Moreover, the ongoing rush of academic progress in the modeling realm will constantly put pressure on the clients to explore and experiment. Unless they can facilitate other internal or external teams viewing the data and testing competing modeling approaches, clients will view the product as a black box. Large corporations have data science teams that will demand transparency, and especially in regulated industries, expectations about explainability are implicitly embedded in legal standards.
Finally, we get to get to the bottom right – owning the pipes. At QED, we often say that sustainable competitive advantage comes from business processes that create proprietary data. For a software startup, getting into this category means embedding oneself deep in a client’s business processes, which will tend to increase lifetime value as a matter of course.
Just as importantly, operating in this space gives both the company and its clients optionality to get their modeling and their algorithms right over time. Rather than focus on building a unique modeling approach, the company can focus on testing many models with the data to see where the data can help make better or faster business decisions.
Even the simplest bar charts and graphs have a tendency to add value if a data set is new. The most advanced machine learning won’t make a difference to decisions that are already made correctly. We encourage our companies to invest in their analytics groups for this reason, but also to be a facilitator of others. Following this path allows data to be treated as infrastructure.
One of our most exciting companies is not only following this path towards data as infrastructure in its own business, but is also enabling financial services companies to follow this path themselves.
Ocrolus extracts unstructured data from financial statements and structures the data to automate pre-underwriting and document verification steps for its lender customers. In doing so, it captures thousands of data points, that would otherwise flow through the system as data exhaust – never to be captured, analyzed, or understood. The data stream that Ocrolus analyzes for its lender customers, therefore, is purely proprietary. It’s a unique stream of unstructured data from each lender, representing the financial records of those who apply for loans.
Once Ocrolus and its customers have access to this proprietary data stream, the value that they can create even with basic application of new algorithmic approaches creates competitive advantage.
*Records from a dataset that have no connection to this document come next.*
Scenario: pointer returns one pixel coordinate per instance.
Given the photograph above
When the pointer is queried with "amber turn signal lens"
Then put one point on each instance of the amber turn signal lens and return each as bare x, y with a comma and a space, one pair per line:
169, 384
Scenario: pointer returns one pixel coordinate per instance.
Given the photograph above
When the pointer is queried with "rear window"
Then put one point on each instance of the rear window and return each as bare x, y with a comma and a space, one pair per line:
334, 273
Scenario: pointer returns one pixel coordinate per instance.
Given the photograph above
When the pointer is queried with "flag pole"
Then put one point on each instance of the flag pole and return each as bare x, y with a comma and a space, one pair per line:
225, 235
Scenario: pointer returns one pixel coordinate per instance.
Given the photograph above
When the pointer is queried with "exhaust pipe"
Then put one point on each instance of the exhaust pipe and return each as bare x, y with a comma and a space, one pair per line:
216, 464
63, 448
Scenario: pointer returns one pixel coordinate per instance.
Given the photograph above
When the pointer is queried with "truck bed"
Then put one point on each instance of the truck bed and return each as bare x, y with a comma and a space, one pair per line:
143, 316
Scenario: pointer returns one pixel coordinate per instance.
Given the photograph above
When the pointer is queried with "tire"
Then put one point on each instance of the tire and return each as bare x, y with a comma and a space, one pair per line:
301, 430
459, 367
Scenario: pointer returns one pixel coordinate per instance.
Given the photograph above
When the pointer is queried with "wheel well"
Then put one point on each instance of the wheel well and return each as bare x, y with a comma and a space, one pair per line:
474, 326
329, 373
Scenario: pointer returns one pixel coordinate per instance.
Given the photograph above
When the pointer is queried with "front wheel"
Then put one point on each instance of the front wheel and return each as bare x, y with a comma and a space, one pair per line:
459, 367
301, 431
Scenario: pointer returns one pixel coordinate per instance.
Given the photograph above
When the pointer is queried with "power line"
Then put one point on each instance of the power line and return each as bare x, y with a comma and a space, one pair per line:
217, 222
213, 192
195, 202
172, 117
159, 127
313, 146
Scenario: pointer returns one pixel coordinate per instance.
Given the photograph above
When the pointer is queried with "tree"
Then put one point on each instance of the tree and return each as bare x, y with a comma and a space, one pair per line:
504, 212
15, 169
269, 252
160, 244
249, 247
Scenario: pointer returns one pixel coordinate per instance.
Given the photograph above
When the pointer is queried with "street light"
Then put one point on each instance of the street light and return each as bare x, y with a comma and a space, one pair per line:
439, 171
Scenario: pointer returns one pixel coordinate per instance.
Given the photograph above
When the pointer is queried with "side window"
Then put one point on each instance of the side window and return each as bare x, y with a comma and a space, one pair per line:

Moreover, by delivering a proprietary data feed to its customers, Ocrolus allows its customers to build their own analytical value over time by delivering bespoke analytics, facilitating internal analytical teams, or even enabling other analytics vendors to add their proprietary view to a lender-customer.
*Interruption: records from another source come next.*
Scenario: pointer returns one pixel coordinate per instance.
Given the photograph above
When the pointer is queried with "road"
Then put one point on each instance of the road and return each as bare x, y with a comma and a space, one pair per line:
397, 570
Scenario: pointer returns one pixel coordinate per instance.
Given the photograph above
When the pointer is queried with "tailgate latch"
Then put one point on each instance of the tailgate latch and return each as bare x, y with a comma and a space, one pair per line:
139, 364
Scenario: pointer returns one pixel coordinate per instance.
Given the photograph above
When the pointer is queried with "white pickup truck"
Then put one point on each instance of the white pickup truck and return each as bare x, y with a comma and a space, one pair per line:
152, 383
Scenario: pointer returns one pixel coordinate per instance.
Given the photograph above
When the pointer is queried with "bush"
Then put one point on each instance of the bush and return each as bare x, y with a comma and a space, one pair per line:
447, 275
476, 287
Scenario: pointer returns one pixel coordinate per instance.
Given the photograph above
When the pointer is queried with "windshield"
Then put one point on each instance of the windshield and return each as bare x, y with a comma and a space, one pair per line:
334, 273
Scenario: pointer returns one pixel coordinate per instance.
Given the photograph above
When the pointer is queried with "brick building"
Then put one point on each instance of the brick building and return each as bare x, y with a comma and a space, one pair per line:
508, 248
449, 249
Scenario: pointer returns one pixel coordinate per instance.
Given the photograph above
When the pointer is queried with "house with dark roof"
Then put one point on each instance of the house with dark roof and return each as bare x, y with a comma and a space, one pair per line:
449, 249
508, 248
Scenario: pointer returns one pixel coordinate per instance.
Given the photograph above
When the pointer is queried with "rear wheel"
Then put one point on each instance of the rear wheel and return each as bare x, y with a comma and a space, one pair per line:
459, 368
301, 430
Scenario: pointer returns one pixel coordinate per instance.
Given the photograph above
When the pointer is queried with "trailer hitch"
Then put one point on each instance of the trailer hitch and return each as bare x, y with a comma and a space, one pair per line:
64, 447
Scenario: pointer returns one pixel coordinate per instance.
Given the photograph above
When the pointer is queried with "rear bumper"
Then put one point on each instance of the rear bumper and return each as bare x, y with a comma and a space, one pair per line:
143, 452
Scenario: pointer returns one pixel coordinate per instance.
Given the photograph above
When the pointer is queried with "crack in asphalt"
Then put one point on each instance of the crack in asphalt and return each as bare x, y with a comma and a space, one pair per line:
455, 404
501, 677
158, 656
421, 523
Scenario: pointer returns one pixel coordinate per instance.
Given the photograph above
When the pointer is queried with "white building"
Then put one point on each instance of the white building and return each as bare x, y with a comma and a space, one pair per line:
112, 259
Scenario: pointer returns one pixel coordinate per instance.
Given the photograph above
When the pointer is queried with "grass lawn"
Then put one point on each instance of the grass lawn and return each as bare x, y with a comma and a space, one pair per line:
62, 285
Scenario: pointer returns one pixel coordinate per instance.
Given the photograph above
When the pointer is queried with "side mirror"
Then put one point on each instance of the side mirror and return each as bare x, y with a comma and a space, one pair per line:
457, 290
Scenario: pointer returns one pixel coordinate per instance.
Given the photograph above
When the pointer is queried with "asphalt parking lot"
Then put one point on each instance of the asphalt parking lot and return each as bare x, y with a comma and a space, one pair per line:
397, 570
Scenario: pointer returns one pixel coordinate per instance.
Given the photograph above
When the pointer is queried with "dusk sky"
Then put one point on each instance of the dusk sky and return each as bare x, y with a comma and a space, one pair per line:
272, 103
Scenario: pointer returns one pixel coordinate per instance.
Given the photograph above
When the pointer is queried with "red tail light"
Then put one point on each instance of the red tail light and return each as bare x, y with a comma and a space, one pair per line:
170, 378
Companies must remember that while data storage is now cheap, data gathering remains expensive. This is one of the core reasons that network effects emerge around data businesses. The rise of advanced analytics still hasn’t changed the old adage “garbage in, garbage out.” So both analytics vendors and their clients need to think carefully about what data they’re using, and separately, about what they’re doing with this data to make better business decisions. Doing so treats data as infrastructure and creates real value from proprietary data sources.